Things to Remember
May. 26, 2020
These are some things I jotted down one day last week, I’ll refine them a bit more later on. Think of it as an aide-memoire of things that work for me, your milage may vary.
- Don’t worry about things that haven’t happened.
- Don’t turn whatever has happened and/or is bothering you into a catastrophe, especially if no one else is telling you that it is one. Seek out someone you trust and ask them “is this a catastrophe?” Not only will they say no about 99.9% of the time, they will often tell you why it isn’t a catastrophe.
- The people who are important to you will not use your personal characteristics as a laundry list of personal failings in the same way that you do. In fact they won’t do it all. What you perceive as your own obvious and innate failings, others will often struggle to even see. Self awareness and hyper-awareness are two different things.
- There will be people who don’t like you, people who don’t think you’re good enough, and people who won’t give you a chance. They most likely intersect, meaning there are fewer of them than you might think. You don’t have to satisfy these people, only those who like you and support you. Most of all, you have to be good enough for you.
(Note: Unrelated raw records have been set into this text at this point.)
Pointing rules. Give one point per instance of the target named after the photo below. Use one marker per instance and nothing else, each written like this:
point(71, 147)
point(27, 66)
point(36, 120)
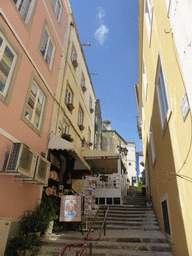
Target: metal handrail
point(87, 239)
point(78, 253)
point(106, 210)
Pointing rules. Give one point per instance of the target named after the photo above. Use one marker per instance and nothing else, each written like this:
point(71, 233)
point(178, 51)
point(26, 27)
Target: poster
point(90, 186)
point(70, 209)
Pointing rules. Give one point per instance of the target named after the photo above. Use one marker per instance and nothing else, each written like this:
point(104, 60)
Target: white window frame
point(45, 45)
point(80, 116)
point(19, 3)
point(162, 95)
point(145, 79)
point(55, 4)
point(149, 17)
point(69, 95)
point(39, 91)
point(152, 141)
point(165, 198)
point(3, 46)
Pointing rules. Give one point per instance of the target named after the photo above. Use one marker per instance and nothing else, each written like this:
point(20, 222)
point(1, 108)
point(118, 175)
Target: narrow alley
point(132, 229)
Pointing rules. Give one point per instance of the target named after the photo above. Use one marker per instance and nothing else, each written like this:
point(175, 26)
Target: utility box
point(5, 224)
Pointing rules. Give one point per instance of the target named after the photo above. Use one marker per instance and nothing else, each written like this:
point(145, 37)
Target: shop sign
point(70, 210)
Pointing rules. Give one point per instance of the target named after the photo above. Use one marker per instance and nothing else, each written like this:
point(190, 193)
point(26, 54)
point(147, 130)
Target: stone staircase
point(132, 230)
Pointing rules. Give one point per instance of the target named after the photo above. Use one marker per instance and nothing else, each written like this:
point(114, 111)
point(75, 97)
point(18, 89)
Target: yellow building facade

- Everybody has different needs and wants in life. Even though your needs and wants will often intersect with those of others, there is still no reason to use other people as the measure for what you should be getting out of life.
- A person has more depth and dimensions than are measurable. If you focus solely on a single metric when you measure yourself against some standard or goal, you will be wrong in some way or another. A qualified and multi-dimensional validation of your progress will give you a more nuanced and more supportive sense of where you are heading and how to correct yourself.
- Always focus on your capability. Regard potential as something to be shaped into capability.
- Take time to think about things in many different ways, employing both proven mental models and lateral thinking.
- Often problems are easier to tackle once you have been for a walk in the countryside.